This repository contains the code to reproduce the experiments from the paper "On the Effect of Gradient Regularisation on Interpretability".

Installation

The required packages and their versions are listed in requirements.txt (TODO: Add package versions).

Dataset-Model Selection

The dataset-model combination is determined by an input argument --dataset_model. The available options are:

Dataset Model Argument Value
MNIST LeNet MNIST_LeNet
MNIST ResNet MNIST_ResNet
Fashion-MNIST LeNet FMNIST_LeNet
KMNIST LeNet KMNIST_LeNet
CIFAR-10 ResNet CIFAR_ResNet
Imagenette ResNet Imagenette_ResNet

Directory Structure

All input and output files are stored relative to the path specified with the --data_root argument.

Running the Experiments

1. Model Training

To train models with varying regularisation strengths, run the following command:

python main.py --dataset_model <DATASET_MODEL>

Replace <DATASET_MODEL> with one of the values from the table above.

2. Saliency Evaluation

To evaluate saliency metrics, run:

python saliency.py --dataset_model <DATASET_MODEL> --saliency_method <SALIENCY_METHOD>

Replace <SALIENCY_METHOD> by the method that should be used. Method names are defined by the quantus package: Saliency for the input gradient and DeepLift for DeepLift.

3. Plotting the Results

To generate plots of the metrics specified in USED_METRICS, use:

python plot_saliency.py --dataset_model <DATASET_MODEL> --saliency_method <SALIENCY_METHOD>

Replace <DATASET_MODEL> with one of the valid dataset-model options.

4. Generating p-values

To generate the p-values to test whether the faithfulness estimate is actually increasing, the following can be run after the metrics have been calculated:

python p_value.py

Accuracy of trained models for varying values of α

Faithfulness evaluation using the Faithfulness Estimate metric on saliency maps generated using DeepLIFT.
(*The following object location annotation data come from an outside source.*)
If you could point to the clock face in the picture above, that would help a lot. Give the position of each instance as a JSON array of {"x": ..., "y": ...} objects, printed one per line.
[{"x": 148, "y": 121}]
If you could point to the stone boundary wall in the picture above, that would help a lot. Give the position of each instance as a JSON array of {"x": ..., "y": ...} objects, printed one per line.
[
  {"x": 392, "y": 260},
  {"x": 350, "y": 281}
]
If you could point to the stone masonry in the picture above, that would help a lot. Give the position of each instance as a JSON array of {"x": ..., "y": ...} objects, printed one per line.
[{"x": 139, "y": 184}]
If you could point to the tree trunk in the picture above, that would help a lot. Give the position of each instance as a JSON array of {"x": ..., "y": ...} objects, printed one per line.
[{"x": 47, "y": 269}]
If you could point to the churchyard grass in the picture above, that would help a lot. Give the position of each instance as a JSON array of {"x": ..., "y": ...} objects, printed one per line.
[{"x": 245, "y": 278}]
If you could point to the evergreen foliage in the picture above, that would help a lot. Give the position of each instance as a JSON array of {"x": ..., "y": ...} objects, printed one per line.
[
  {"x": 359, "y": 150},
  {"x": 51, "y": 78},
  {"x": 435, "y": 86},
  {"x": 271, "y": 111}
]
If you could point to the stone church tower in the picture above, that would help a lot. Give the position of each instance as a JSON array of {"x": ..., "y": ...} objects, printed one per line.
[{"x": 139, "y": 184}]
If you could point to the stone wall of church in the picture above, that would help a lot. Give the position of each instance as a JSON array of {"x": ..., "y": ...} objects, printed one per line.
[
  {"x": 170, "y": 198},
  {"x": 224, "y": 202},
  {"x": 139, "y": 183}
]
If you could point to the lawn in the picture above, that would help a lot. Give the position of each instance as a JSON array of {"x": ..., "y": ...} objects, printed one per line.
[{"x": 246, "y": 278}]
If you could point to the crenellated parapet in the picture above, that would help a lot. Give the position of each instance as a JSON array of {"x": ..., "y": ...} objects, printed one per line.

Faithfulness evaluation using the Faithfulness Estimate metric on saliency maps generated using the gradient.

Robustness evaluation using the local Lipschitz constant metric on saliency maps generated using DeepLIFT.

Robustness evaluation using the local Lipschitz constant metric on saliency maps generated using the gradient.

Robustness evaluation using the max-sensitivity metric on saliency maps generated using DeepLIFT.

Robustness evaluation using the max-sensitivity metric on saliency maps generated using the gradient.

Complexity evaluation using the fractional entropy on saliency maps generated using DeepLIFT.

Complexity evaluation using the fractional entropy on saliency maps generated using the gradient.

DeepLIFT saliency evaluation on CIFAR-10 data using ResNet.

DeepLIFT saliency evaluation on Fashion-MNIST data using LeNet.

DeepLIFT saliency evaluation on Imagenette data using ResNet.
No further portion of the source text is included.